Hm. She inhaled a ragged breath, prodding at the bag of clean clothing, oils, instructional pamphlets and precautionary medicine in case of ingestion or particularly enthusiastic... drippings. Everything had been nice, neat and prepared but for Tess Shepard Jane Helen KcKay herself. Her legs hadn't been shaved, she was wearing 'work' clothes and underwear that had small holes in it. She'd had just enough time to dart behind a tree when she'd heard the shuttle-car to yank off her bra and stuff it into the bag, believing it to be a signal universal among the species. But her hair looked good. And her waist was very supportive. “Oh," she said flatly. "Thank you?”
Conversation fell flatter than her response. Again.
Taptaptap. Her fingertips bumped rhythmically against duraweave mesh. It was the same sound as the rain pattering against the shuttle. Taptaptap. She stifled a rather obvious 'yawn', stretching just enough to arch her back and 'unintentionally' put a few things on display. He'd started talking again, something she ought to be paying attention to instead of trying to find her balls and take what she wanted from Garrus Victus.
He looked at her again, in that corner-of-the-eye way men used when they felt they weren't supposed to look but had to before their heads exploded from the strain. It shouldn't have taken so little to cause her nipples grow tight against the worn cloth of her shirt, but that really was all she needed to get going.

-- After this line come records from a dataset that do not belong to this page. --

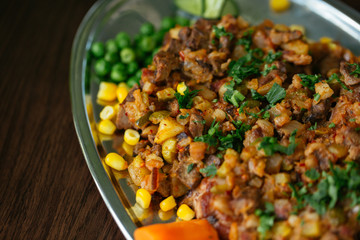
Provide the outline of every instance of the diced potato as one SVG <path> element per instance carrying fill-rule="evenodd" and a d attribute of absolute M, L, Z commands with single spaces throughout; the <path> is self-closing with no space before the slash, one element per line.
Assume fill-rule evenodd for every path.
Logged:
<path fill-rule="evenodd" d="M 301 40 L 295 40 L 281 45 L 284 50 L 294 51 L 296 54 L 308 54 L 309 45 Z"/>
<path fill-rule="evenodd" d="M 175 98 L 175 90 L 172 88 L 165 88 L 156 93 L 159 101 L 168 101 Z"/>
<path fill-rule="evenodd" d="M 180 30 L 181 30 L 180 26 L 170 29 L 170 31 L 169 31 L 170 37 L 174 38 L 174 39 L 179 39 L 179 31 Z"/>
<path fill-rule="evenodd" d="M 291 234 L 291 227 L 286 221 L 276 222 L 272 232 L 275 237 L 286 238 Z"/>
<path fill-rule="evenodd" d="M 160 122 L 158 132 L 155 136 L 155 143 L 163 143 L 166 139 L 175 137 L 182 133 L 185 127 L 180 125 L 175 119 L 167 117 Z"/>
<path fill-rule="evenodd" d="M 319 237 L 321 235 L 320 221 L 305 222 L 301 229 L 301 234 L 305 237 Z"/>
<path fill-rule="evenodd" d="M 176 157 L 176 143 L 176 138 L 169 138 L 162 145 L 162 156 L 168 163 L 172 163 Z"/>
<path fill-rule="evenodd" d="M 328 147 L 328 150 L 335 154 L 336 157 L 342 158 L 348 154 L 348 150 L 345 146 L 333 143 Z"/>
<path fill-rule="evenodd" d="M 315 92 L 320 94 L 320 100 L 327 99 L 334 94 L 334 91 L 330 88 L 329 84 L 325 81 L 315 84 Z"/>
<path fill-rule="evenodd" d="M 190 157 L 195 161 L 201 161 L 205 157 L 207 144 L 204 142 L 190 143 Z"/>
<path fill-rule="evenodd" d="M 145 167 L 145 162 L 140 156 L 134 158 L 133 162 L 128 167 L 128 171 L 131 180 L 136 186 L 140 186 L 145 176 L 150 174 L 150 171 Z"/>
<path fill-rule="evenodd" d="M 275 183 L 278 185 L 284 185 L 291 181 L 290 175 L 288 173 L 278 173 L 275 174 Z"/>
<path fill-rule="evenodd" d="M 146 156 L 145 166 L 152 171 L 154 168 L 161 168 L 164 166 L 164 160 L 155 153 L 151 153 Z"/>
<path fill-rule="evenodd" d="M 305 27 L 303 25 L 292 24 L 292 25 L 290 25 L 290 30 L 291 31 L 298 30 L 298 31 L 302 32 L 303 35 L 305 35 Z"/>

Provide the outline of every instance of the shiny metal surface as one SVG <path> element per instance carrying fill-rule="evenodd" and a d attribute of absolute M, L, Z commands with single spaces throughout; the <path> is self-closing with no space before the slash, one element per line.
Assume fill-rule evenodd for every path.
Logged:
<path fill-rule="evenodd" d="M 335 0 L 293 0 L 284 13 L 274 13 L 267 0 L 236 1 L 240 15 L 252 24 L 264 19 L 275 23 L 299 24 L 306 28 L 307 37 L 318 40 L 329 36 L 340 41 L 355 54 L 360 54 L 360 16 L 351 8 Z M 90 96 L 93 116 L 87 116 L 85 102 L 86 52 L 93 41 L 106 41 L 119 31 L 130 35 L 138 32 L 140 25 L 151 21 L 159 26 L 161 18 L 172 15 L 175 8 L 169 0 L 103 0 L 97 2 L 82 21 L 72 48 L 70 90 L 74 124 L 78 138 L 94 181 L 119 228 L 127 239 L 133 239 L 134 230 L 151 222 L 162 222 L 157 214 L 140 221 L 131 206 L 135 203 L 134 190 L 126 178 L 117 176 L 103 165 L 101 157 L 114 151 L 112 141 L 102 141 L 96 146 L 90 130 L 93 117 L 97 122 L 101 106 L 96 103 L 98 84 L 91 78 Z M 155 212 L 156 213 L 156 212 Z M 173 219 L 172 219 L 173 220 Z M 169 221 L 172 221 L 169 220 Z"/>

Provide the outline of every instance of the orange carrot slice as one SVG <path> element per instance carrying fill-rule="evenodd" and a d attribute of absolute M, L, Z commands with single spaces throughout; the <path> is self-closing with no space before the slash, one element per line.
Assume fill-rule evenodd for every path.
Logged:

I watched instructional videos, you bastard, she thought darkly, drumming her fingertips along the buckle of her seatbelt now. Instructional videos to prevent potential injury-
“That's why..."
She could see the bead of sweat running down the back of his neck. Eyes narrow, she frowned at the single, offensive droplet, stretching her arms above her head a second time. She inhaled deeply, holding the breath longer than was necessary before letting it out. Take the bait, damn you. "... the, ah, the... scope of O-Sec operations is unfortunately limited on-" He gave the steering wheel a sudden jerk, causing the shuttle car to sputter and bob in protest. He quickly righted them, though his teeth were quite suddenly bared. "Tess, I'm drowning. Come on and throw me a bone here.” Garrus was exasperated, which struck her as far damned better than clumsy and fumbling.
Not a chance we're both going to let it play out like a damned prom date. She rolled her neck about on her shoulders, slow and precise enough that she heard several little pops. A dull, insistent ache was growing in the pit of her stomach, causing her to shift very deliberately into the seat.
Sex was like war, she'd once heard from some person in some place she couldn't rightly recall. Sex was like war because in the end, someone always had to make the first move. She unfastened her seatbelt with rain-damp fingers, pulled her shirt right over her head and pretended it didn't get caught on her hair band, leaving her to struggle beneath the tent of fabric before she succeeded in tossing it to the floor. Her skin was splotchy from all the twisting about, but the last thing she wanted him to notice her right now was her complexion.
“Garrus? You throw me a bone.” Sometimes, the worst lines were the most appropriate for the situation.